Under current policies alternative nature strips other than grass are restricted, but new guidelines will now allow raised planter boxes, up to 1 x 2 metres in area and 40-50cm high, to be built on the public land.
Ballarat mayor Des Hudson said council worked with the community for some time to develop a response to the growing number of people wanting to utilise their nature strips for growing plants and vegetables.
With some people already utilising their nature stripes despite restrictions, Cr Hudson said discussions were had over how to legitimise the act.
“This will be something new for Ballarat, while it’s not for everyone it will be for others,” he said.
“For people living in small tenancies with no backyward, this gives them the ability to have a garden bed, and to share with others.”
Built on the success and popularity of Ballarat’s eight community gardens, Cr Hudson said the concept would add to the significant work achieved so far through the 40 per cent tree canopy strategy to make the city more sustainable.

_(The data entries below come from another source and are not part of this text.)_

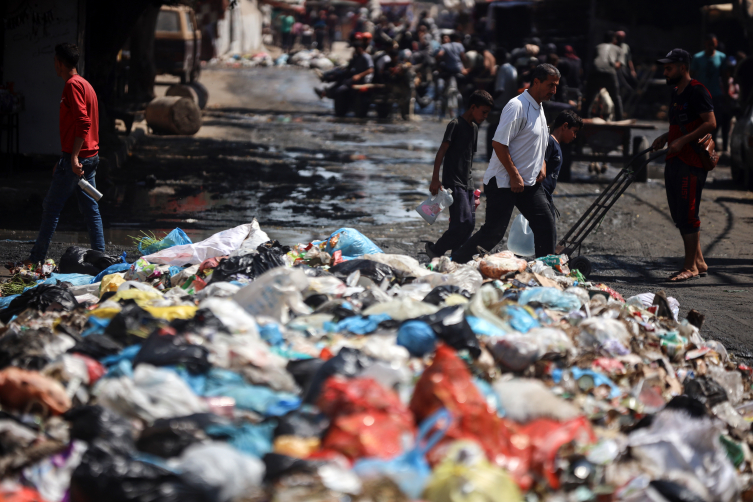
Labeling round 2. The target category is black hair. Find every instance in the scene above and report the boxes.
[55,43,80,68]
[468,90,494,108]
[552,110,583,131]
[531,63,561,82]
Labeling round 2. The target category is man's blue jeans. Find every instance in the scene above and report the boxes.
[29,154,105,263]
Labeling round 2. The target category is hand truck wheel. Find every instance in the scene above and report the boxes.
[567,256,591,279]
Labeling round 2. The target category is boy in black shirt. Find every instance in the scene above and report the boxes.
[426,91,494,258]
[541,110,583,242]
[653,49,716,281]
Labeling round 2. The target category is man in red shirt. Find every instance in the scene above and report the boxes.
[653,49,716,281]
[27,44,105,264]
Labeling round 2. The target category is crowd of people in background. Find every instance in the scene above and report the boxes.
[273,7,753,152]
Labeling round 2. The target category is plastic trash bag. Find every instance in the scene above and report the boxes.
[478,251,528,279]
[298,347,374,404]
[363,298,439,321]
[628,409,740,502]
[133,328,212,373]
[414,441,523,502]
[70,441,203,502]
[0,284,78,323]
[136,413,230,458]
[416,188,453,225]
[230,218,269,258]
[93,364,207,423]
[175,441,265,502]
[518,288,581,312]
[329,259,395,284]
[142,223,262,270]
[397,321,437,357]
[63,406,133,450]
[324,228,382,260]
[103,304,162,346]
[363,253,432,279]
[507,214,536,256]
[58,246,125,276]
[233,267,311,324]
[324,314,391,335]
[209,241,290,284]
[0,367,71,415]
[139,228,193,255]
[410,344,532,485]
[23,441,87,502]
[89,263,131,284]
[353,409,452,499]
[416,306,481,359]
[423,285,471,306]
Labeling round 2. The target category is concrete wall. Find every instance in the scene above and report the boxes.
[0,0,83,154]
[215,0,264,57]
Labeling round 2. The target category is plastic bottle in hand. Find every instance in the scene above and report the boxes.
[416,188,453,225]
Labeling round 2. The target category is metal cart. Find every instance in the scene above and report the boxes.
[556,147,667,277]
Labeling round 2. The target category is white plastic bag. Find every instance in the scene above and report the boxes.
[233,267,311,324]
[142,222,266,267]
[416,188,453,225]
[174,441,265,502]
[507,214,536,256]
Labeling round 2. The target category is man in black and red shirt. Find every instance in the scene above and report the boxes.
[653,49,716,281]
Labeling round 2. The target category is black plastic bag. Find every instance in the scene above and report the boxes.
[136,413,230,458]
[329,259,395,284]
[294,347,374,404]
[262,453,322,483]
[683,376,727,408]
[209,241,290,284]
[649,479,706,502]
[285,357,325,394]
[416,305,481,359]
[69,439,209,502]
[58,246,122,275]
[63,406,134,451]
[0,327,54,371]
[105,302,162,346]
[133,327,212,374]
[0,284,78,323]
[68,335,123,360]
[423,285,471,305]
[274,409,329,438]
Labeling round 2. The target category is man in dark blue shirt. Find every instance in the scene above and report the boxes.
[541,110,583,242]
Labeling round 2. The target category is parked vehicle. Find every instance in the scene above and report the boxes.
[154,5,201,84]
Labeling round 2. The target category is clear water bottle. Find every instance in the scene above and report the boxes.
[78,178,102,200]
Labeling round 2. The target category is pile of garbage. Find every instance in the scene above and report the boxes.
[0,220,753,502]
[209,49,342,71]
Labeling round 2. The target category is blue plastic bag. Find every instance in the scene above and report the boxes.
[353,408,452,499]
[89,263,131,284]
[465,315,505,336]
[397,321,437,357]
[206,368,301,417]
[324,314,392,335]
[326,228,383,260]
[139,228,193,255]
[506,305,541,333]
[204,420,277,458]
[518,288,581,312]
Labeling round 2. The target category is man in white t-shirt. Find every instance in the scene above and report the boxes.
[452,64,560,263]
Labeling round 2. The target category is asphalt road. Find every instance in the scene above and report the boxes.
[0,68,753,363]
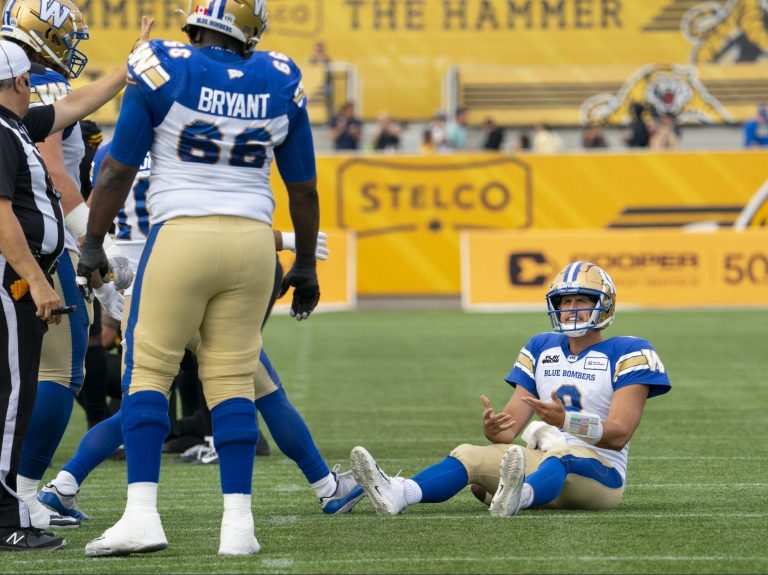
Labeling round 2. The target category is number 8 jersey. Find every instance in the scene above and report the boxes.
[506,333,670,481]
[110,40,316,225]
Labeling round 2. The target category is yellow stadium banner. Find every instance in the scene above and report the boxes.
[462,230,768,311]
[274,227,357,313]
[272,151,768,295]
[79,0,768,123]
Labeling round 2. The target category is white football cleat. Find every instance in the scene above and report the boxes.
[85,512,168,557]
[24,494,80,530]
[490,445,525,517]
[219,513,261,555]
[349,446,408,517]
[319,464,365,514]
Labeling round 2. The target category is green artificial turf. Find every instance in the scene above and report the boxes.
[0,310,768,574]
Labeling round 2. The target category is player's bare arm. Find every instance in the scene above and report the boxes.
[480,386,533,443]
[280,178,320,320]
[596,385,649,451]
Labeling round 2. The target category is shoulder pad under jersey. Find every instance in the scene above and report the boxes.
[29,68,72,106]
[128,39,195,92]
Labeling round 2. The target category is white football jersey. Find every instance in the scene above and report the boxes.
[120,40,306,225]
[506,333,670,481]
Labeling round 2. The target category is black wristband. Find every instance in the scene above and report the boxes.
[83,232,104,248]
[293,253,317,271]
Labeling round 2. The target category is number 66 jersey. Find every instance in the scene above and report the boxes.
[110,40,316,225]
[506,333,670,480]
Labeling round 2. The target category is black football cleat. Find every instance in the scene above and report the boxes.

“People are generally wanting to do more for the environment,” he said.
“But it’s not just about garden beds, there is that social interaction that comes with it.”
Residents, with exception of those living in areas covered by heritage overlay who cannot build the planter boxes, will need to apply for a permit and the planter boxes will need to meet specified design standards and be maintained accordingly.
Owners will need to pay an annual permit fee, which will cover public liability insurance, inspections and processing of permits.
But Cr Hudson said while council was not looking to make any money, questions whether people will take up the opportunity because of the costs are currently being explored.
“That is a lot of money, we will certainly like to look at it,” he said.
The guidelines will also require consultation with neighbours to be undertaken.
The new nature strip garden policy will be recommended at Wednesday night’s council meeting and if agreed to residents can began applying immediately.